- Prismatomeris brachypus: Preserved specimen of Prismatomeris brachypus, conssiting of a twig with several pointed leaves in various shades of brown
- Conservation status: Near Threatened (IUCN 3.1)

Scientific classification
- Kingdom: Plantae
- Clade: Tracheophytes
- Clade: Angiosperms
- Clade: Eudicots
- Clade: Asterids
- Order: Gentianales
- Family: Rubiaceae
- Genus: Prismatomeris
- Species: P. brachypus
- Binomial name: Prismatomeris brachypus Ridl.

= Prismatomeris brachypus =

- Genus: Prismatomeris
- Species: brachypus
- Authority: Ridl.
- Conservation status: NT

Species of flowering plant

Prismatomeris brachypus is a species of flowering plant in the family Rubiaceae. It is a tree native to the Philippines. The species was described in 1940, and is listed as Near Threatened by the IUCN.

==Taxonomy==
The species was described by Henry Nicholas Ridley in 1940.

==Distribution==
Prismatomeris brachypus is native to the wet tropical biome of the eastern Philippines. It is found in Cagayan, Camarines Norte, Camarines Sur, Isabela, Quezon, Biliran, Samar, Agusan del Norte, Surigao del Norte, and Surigao del Sur. Its extent of occurrence is over 156116.342 km2.
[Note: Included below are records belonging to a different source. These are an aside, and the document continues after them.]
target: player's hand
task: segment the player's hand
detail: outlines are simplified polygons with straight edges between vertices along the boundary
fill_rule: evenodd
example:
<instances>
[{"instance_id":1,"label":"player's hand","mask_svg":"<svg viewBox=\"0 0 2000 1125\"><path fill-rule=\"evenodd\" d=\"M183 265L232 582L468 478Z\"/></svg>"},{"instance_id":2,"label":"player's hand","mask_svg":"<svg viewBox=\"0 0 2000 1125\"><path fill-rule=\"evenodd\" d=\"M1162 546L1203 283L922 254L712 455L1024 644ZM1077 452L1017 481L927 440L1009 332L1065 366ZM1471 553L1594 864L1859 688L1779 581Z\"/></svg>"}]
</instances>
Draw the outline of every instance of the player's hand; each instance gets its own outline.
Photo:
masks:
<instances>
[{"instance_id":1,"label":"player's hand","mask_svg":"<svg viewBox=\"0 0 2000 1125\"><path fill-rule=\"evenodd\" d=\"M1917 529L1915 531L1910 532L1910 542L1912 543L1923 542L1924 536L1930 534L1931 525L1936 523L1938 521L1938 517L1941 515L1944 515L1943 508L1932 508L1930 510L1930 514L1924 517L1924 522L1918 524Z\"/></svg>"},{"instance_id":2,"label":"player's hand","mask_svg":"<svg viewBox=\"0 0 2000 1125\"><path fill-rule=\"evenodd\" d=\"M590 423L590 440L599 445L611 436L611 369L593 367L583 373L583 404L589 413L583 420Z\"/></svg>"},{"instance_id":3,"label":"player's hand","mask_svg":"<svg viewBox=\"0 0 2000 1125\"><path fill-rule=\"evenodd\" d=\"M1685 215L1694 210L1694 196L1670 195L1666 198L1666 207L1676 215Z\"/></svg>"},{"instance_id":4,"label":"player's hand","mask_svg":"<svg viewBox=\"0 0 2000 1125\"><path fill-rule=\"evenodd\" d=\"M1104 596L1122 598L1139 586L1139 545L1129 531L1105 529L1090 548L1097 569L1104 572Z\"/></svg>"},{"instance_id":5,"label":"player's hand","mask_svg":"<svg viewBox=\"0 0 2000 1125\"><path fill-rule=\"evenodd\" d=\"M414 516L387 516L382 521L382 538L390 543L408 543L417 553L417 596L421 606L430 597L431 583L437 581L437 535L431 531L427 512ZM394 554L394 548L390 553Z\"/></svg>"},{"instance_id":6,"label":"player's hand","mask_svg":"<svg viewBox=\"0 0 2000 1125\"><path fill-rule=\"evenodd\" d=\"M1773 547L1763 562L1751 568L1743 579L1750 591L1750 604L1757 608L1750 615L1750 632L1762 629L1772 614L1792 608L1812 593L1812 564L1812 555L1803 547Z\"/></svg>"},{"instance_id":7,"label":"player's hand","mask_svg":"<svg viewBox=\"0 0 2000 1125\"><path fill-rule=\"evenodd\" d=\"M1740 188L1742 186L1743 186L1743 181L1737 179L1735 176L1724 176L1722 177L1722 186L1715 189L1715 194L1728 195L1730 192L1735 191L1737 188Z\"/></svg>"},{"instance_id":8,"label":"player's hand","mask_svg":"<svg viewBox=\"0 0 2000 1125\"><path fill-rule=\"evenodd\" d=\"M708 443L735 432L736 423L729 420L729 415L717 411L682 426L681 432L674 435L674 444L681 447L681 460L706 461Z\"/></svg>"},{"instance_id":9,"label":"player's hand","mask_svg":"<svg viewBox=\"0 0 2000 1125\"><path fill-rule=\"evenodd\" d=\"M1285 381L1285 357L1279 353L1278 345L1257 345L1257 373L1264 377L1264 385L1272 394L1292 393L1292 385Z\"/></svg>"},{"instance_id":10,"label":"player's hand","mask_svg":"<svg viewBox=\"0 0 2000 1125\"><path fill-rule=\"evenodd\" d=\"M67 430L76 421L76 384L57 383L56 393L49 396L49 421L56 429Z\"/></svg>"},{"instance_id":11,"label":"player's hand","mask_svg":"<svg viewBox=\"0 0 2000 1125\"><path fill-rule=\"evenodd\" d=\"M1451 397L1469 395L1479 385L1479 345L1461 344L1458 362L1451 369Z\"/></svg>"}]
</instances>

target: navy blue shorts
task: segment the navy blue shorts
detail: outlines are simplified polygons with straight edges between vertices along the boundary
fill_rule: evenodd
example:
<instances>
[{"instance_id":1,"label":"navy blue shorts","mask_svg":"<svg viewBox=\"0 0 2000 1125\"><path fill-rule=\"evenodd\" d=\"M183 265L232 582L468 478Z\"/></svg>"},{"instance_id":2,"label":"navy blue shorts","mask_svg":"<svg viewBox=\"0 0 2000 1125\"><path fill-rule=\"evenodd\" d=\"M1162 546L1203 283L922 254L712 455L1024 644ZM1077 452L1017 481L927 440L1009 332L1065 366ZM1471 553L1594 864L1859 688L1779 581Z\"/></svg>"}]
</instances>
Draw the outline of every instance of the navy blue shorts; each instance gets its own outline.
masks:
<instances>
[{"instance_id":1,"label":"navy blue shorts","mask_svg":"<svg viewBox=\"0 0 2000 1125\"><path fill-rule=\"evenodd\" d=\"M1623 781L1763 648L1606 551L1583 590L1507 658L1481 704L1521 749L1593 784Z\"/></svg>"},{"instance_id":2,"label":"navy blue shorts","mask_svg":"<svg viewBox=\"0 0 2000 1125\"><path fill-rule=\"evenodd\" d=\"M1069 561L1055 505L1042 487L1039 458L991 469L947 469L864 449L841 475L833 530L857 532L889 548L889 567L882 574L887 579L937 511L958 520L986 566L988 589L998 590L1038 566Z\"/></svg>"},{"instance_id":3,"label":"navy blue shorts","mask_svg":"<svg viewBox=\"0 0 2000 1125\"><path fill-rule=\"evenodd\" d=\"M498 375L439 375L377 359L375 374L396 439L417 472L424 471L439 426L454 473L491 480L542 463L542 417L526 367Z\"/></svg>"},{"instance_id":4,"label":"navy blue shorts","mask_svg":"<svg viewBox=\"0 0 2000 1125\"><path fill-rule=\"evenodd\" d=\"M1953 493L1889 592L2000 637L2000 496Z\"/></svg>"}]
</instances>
The species grows at elevations of 150-725 m.

==Description==
Prismatomeris brachypus is a tree. It grows to around 10 m high. It is thought to flower in February, April, May, June, October and December, and is thought to fruit from April to July.

==Conservation==
In 2020, the IUCN assessed Prismatomeris brachypus as Near Threatened. It is threatened by shifting agriculture, deforestation, and urbanisation. The species is not legally protected against extraction from the wild.

Prismatomeris brachypus is present in protected areas, including Northern Sierra Madre Natural Park, Bicol Natural Park, and Samar Island Natural Park, and in Key Biodiversity Areas.